Osteoarthritis is a musculoskeletal disease characterized by cartilage degradation and chronic pain, affecting approximately 7.6% of the global population in 2021. Passiflora edulis leaves contain bioactive compounds with potential for osteoarthritis treatment. Formulating P. edulis extract into chitosan nanoparticles can enhance its absorption, bioavailability, and efficacy. This study aimed to evaluate the anti-inflammatory and anti-osteoarthritis properties of P. edulis leaf nanoparticles (PLEN).

Methods

PLEN was evaluated for its anti-inflammatory activity in LPS-induced RAW 264.7 cells and anti-osteoarthritis effects on monosodium iodoacetate (MIA) induced rat model of osteoarthritis.

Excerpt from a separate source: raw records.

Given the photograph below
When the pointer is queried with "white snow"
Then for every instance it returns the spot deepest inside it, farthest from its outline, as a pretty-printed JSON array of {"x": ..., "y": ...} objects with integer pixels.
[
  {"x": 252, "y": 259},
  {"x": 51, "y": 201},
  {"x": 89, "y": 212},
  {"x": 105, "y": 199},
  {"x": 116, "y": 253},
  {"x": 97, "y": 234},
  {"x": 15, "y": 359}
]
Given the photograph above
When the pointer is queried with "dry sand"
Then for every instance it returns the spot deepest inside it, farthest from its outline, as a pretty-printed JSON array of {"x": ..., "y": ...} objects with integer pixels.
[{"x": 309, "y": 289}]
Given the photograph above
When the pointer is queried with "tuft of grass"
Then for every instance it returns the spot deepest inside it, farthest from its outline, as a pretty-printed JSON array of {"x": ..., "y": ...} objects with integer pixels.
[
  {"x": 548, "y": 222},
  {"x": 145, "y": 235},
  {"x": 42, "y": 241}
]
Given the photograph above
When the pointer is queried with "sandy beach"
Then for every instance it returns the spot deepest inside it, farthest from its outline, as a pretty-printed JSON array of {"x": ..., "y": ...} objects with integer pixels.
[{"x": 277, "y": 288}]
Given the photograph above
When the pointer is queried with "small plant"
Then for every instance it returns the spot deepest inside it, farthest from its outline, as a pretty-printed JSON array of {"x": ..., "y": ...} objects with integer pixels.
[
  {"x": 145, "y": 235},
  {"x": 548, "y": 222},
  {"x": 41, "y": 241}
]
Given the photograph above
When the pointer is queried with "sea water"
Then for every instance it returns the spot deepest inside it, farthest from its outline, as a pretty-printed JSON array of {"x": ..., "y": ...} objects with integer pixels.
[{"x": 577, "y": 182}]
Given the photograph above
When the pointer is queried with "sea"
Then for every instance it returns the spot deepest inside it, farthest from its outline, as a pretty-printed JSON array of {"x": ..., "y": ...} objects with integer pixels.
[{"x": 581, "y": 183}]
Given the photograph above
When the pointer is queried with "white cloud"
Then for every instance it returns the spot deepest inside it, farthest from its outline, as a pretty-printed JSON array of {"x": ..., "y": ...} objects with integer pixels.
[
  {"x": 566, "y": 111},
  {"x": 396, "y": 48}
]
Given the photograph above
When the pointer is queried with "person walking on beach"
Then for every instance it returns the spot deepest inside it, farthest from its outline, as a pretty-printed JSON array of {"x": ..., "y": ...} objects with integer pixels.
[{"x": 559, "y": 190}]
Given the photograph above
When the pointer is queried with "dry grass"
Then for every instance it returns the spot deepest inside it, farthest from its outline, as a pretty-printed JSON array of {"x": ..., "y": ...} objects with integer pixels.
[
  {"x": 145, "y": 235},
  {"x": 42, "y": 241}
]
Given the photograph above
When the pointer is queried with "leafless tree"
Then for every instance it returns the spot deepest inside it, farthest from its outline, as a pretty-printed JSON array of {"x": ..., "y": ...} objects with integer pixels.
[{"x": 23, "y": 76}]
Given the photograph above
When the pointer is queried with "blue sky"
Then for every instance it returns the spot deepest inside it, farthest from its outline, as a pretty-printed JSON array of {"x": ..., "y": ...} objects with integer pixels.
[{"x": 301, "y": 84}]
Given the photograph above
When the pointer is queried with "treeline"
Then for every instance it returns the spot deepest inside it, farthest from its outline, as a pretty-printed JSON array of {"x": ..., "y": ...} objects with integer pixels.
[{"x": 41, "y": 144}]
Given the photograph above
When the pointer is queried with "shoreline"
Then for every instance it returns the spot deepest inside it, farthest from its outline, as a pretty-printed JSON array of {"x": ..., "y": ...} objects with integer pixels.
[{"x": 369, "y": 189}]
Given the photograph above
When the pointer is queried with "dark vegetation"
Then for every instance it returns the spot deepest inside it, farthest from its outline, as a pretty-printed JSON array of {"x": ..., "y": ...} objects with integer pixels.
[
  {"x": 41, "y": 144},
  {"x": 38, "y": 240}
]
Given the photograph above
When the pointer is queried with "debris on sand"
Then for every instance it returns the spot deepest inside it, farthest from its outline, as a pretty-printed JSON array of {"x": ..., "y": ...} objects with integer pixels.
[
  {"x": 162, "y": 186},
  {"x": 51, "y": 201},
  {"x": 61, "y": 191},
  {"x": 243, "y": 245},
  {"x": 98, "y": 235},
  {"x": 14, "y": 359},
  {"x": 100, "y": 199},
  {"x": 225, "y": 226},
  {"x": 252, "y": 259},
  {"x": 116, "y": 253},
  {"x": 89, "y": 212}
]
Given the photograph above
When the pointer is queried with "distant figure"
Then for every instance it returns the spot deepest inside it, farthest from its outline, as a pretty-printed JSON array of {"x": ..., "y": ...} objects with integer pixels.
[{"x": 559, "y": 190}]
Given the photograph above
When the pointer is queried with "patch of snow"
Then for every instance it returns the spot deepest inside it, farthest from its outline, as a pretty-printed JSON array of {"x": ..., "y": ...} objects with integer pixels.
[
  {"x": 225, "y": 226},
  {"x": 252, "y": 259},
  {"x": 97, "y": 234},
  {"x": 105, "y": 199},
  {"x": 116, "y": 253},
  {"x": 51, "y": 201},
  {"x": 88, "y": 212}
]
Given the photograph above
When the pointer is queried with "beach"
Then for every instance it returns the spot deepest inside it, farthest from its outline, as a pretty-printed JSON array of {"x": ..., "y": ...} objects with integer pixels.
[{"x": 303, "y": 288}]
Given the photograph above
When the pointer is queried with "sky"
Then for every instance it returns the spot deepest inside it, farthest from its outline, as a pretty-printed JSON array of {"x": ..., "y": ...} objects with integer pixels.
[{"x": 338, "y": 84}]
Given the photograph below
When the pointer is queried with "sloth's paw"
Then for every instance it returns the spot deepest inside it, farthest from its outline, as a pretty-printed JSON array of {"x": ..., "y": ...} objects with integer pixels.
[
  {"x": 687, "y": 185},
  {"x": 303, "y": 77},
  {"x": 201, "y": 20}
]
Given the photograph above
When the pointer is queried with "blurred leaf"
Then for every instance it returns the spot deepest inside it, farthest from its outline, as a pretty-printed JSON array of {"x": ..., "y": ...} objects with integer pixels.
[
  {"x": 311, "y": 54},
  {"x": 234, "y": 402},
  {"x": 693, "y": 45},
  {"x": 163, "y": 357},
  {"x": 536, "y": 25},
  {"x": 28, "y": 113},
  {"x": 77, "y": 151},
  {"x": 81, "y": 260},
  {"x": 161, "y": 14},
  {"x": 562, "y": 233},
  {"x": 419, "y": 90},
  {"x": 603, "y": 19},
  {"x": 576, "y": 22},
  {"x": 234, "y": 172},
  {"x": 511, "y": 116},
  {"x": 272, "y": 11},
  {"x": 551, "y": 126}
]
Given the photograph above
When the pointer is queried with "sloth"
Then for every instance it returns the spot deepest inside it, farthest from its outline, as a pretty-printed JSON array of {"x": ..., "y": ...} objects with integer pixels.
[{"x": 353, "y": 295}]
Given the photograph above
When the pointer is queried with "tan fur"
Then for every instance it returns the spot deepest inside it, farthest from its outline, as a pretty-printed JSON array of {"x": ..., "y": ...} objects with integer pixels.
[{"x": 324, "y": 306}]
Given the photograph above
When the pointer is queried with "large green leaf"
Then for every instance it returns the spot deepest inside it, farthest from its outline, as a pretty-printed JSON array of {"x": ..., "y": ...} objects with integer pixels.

Furthermore, previously identified P. edulis leaf compounds were subjected to molecular docking against iNOS (PDB ID: 3E6T), TNF-α (PDB ID: 7KP8), IL-6 (PDB ID: 7DC8), and MMP-9 (PDB ID: 4XCT).

Results

PLEN treatment demonstrated anti-inflammatory activity by inhibiting NO production by 43.68–60.58%, reducing iNOS levels by 11.98–38.83%, and decreasing TNF-α levels by 7.74–16.92%. In-vivo evaluation showed that PLEN increased body weight, reduced knee oedema, spleen weight, inflammation, and cartilage degradation. Molecular docking of P. edulis bioactive compounds revealed that cyclopassifloside II exhibited the highest iNOS inhibition with a docking score of -113.083 kcal/mol, N-cis-feruloyltyramine inhibited TNF-α with a docking score of -115.021 kcal/mol, cyclopassifloside XII inhibited IL-6 with a docking score of -116.875 kcal/mol, and luteolin-6-C-fucoside inhibited MMP-9 with a docking score of -122.91 kcal/mol.

Conclusion

This study demonstrated that PLEN exerts anti-inflammatory and anti-osteoarthritis activities, and the results suggest different P. edulis bioactive compounds may target distinct anti-inflammatory and anti-osteoarthritis pathways.